Pensionné depuis 2002, Petz lahure n’a jamais pris le temps de décrocher, puisqu’il continua longtemps, jusqu’à il y a peu encore, à rédiger de longs articles pour le Tageblatt et le site de Sportpress.lu.
L’ami Petz avait acquis une longue et riche expérience des choses et des hommes. «J’ai toujours l’impression d’être plus jeune que je ne le suis. J’ai toujours aimé rendre service. L’association me prend un temps fou, mais tant que je serai en bonne santé, je ne me vois pas arrêter», nous disait-il avait de rendre son tablier.
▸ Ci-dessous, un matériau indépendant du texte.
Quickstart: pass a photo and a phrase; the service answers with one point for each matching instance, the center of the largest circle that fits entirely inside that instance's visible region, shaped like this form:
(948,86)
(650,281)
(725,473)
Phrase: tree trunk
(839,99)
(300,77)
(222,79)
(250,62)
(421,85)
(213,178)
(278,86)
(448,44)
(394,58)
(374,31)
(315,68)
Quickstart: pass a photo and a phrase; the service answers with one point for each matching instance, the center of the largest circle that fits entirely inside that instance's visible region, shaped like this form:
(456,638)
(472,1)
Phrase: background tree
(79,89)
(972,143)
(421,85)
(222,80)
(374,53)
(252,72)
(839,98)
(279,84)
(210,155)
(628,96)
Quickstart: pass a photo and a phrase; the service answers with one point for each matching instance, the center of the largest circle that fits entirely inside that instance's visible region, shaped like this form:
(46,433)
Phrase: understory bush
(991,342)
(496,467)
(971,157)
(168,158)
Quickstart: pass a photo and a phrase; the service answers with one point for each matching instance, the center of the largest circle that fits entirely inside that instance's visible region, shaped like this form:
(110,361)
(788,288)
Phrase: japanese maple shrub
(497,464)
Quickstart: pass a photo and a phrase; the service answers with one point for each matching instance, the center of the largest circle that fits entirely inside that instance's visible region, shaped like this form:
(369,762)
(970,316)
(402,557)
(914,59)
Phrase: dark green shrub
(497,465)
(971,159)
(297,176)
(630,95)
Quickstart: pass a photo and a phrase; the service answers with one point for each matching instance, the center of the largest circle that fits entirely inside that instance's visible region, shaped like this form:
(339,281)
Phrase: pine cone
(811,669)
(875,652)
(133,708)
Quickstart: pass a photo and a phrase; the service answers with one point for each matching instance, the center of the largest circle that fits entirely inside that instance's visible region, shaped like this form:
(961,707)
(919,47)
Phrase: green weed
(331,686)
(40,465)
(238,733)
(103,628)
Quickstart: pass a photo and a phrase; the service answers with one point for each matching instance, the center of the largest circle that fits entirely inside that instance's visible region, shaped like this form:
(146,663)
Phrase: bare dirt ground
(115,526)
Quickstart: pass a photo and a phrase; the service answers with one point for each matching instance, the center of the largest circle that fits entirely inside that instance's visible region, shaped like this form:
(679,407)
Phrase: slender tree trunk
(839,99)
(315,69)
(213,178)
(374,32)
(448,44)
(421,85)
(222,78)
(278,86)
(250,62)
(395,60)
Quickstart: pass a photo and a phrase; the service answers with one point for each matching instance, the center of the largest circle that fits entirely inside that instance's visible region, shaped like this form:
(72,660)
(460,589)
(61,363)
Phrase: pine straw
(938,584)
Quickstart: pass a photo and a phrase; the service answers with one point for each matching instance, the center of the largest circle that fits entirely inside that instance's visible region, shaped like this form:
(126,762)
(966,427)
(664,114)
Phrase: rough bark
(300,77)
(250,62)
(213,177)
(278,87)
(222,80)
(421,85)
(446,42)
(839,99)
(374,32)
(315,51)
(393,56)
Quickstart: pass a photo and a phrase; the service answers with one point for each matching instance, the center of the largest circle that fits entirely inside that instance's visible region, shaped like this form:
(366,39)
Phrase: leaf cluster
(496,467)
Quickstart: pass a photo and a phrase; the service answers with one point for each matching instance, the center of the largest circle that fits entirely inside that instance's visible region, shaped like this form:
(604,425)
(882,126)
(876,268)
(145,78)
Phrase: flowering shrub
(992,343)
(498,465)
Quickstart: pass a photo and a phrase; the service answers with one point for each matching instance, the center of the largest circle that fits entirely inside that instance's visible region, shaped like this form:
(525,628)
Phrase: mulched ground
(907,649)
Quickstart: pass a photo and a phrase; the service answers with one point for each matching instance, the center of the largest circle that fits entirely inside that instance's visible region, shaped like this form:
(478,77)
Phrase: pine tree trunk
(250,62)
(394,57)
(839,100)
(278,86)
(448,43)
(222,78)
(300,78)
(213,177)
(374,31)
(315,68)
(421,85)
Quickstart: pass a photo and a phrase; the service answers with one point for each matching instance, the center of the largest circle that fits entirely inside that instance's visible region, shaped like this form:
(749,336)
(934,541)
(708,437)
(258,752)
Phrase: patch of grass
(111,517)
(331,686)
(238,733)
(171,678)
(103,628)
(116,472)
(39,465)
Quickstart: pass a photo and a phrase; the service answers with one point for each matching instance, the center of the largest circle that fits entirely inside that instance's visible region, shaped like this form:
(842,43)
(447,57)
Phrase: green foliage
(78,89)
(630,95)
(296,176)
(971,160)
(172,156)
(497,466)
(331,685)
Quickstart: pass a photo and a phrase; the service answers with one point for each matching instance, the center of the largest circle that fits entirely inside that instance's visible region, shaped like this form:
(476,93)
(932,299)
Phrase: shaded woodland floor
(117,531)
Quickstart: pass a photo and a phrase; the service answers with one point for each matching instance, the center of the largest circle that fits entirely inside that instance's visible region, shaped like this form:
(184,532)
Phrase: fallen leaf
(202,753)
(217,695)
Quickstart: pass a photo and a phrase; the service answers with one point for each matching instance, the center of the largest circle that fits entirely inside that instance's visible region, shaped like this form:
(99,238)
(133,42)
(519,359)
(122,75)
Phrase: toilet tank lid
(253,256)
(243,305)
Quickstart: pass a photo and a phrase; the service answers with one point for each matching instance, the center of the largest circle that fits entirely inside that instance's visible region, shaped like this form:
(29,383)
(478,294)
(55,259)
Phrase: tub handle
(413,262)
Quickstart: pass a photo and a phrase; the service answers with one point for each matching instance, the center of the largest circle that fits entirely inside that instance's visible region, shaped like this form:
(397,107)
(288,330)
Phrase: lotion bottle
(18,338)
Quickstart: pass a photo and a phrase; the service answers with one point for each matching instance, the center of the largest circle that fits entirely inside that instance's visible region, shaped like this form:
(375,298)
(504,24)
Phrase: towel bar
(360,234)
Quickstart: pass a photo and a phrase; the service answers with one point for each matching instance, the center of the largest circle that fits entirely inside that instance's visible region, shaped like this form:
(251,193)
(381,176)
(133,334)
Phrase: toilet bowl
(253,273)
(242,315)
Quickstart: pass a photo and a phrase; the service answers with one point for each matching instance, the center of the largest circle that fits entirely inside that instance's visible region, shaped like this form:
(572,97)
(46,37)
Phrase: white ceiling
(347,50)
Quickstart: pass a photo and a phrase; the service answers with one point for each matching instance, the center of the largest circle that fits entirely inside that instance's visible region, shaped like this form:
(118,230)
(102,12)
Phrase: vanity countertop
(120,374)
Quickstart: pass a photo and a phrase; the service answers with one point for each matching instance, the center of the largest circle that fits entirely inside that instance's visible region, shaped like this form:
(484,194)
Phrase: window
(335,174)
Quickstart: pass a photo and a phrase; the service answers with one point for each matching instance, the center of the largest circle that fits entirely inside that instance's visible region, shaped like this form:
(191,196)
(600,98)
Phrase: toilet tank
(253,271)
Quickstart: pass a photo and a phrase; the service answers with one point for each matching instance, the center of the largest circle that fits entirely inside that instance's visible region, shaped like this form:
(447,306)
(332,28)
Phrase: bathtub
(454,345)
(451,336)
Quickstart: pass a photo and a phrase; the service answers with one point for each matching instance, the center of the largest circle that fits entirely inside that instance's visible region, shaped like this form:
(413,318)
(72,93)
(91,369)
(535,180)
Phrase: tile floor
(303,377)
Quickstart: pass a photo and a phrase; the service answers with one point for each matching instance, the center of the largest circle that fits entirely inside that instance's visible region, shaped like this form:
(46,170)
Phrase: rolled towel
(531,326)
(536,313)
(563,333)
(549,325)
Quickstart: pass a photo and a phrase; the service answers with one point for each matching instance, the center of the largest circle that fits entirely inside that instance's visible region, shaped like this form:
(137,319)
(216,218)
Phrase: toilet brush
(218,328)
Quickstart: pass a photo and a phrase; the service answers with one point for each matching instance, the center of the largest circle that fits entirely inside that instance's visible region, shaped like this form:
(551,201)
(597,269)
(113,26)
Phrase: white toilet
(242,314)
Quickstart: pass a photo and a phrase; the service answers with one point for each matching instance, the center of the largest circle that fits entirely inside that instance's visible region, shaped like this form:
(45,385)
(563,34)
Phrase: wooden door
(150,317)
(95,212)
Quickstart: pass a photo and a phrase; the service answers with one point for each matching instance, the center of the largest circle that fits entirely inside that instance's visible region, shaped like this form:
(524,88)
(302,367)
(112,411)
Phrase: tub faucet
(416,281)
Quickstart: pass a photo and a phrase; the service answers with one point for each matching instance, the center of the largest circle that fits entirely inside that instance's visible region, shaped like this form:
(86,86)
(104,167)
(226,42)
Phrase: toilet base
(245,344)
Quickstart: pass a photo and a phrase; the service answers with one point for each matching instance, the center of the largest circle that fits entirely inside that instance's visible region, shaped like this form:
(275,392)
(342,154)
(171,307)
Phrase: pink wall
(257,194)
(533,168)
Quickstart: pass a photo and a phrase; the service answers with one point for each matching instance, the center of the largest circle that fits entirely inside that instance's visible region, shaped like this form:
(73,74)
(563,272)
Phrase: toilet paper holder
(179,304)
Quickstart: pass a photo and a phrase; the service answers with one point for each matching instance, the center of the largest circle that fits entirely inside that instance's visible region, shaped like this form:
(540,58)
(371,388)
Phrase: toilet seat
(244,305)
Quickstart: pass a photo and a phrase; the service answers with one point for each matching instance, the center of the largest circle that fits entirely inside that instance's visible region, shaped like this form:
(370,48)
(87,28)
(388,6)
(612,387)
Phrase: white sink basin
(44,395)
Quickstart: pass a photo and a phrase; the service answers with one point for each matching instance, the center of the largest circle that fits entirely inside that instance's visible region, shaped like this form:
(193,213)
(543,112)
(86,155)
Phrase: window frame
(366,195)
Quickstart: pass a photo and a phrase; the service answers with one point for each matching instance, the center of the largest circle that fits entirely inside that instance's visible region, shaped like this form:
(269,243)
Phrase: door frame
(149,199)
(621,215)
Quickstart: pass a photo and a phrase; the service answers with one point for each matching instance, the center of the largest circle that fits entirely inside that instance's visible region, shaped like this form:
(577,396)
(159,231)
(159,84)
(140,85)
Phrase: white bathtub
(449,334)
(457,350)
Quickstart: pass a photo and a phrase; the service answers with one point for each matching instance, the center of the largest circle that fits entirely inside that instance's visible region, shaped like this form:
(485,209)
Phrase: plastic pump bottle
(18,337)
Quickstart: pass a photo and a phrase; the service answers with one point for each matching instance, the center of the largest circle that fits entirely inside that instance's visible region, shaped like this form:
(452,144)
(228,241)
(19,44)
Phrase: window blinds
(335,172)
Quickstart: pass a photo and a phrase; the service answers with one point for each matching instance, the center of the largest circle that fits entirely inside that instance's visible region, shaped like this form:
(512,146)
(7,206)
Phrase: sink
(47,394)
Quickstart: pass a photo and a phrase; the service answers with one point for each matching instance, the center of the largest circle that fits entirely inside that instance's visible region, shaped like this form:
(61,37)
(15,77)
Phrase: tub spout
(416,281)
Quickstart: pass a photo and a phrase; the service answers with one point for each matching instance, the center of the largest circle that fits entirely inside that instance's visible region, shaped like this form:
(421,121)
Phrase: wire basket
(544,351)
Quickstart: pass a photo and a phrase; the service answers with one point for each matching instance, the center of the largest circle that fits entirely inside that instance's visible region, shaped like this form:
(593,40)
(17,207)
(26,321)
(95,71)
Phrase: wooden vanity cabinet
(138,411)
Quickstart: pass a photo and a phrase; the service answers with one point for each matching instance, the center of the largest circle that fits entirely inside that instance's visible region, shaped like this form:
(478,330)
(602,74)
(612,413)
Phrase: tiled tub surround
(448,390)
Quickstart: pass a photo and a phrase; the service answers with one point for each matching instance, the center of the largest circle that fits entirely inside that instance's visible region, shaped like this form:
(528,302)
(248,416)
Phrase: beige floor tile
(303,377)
Seule la maladie eut donc raison de lui.
Lui qui, en août 2024, avait été décoré lors du 100e congrès de l’Association Internationale de la Presse Sportive (AIPS), pour ses quinze olympiades, ne boudait manifestement pas les honneurs et les rencontres chaleureuses qui découlaient des cérémonies. Il gardait toutefois en tête une fulgurance dont il avait fait une maxime : «Nous ne sommes que des témoins des choses de la vie et il ne faut pas se prendre pour ce que nous ne sommes pas.» Sa vie fut pourtant un véritable roman.
Cher ami, quelle nouvelle ? Petz est allé au bout de son échappée…
À ses deux enfants et à Marie-Paule, sa compagne, le Quotidien présente ses condoléances attristées.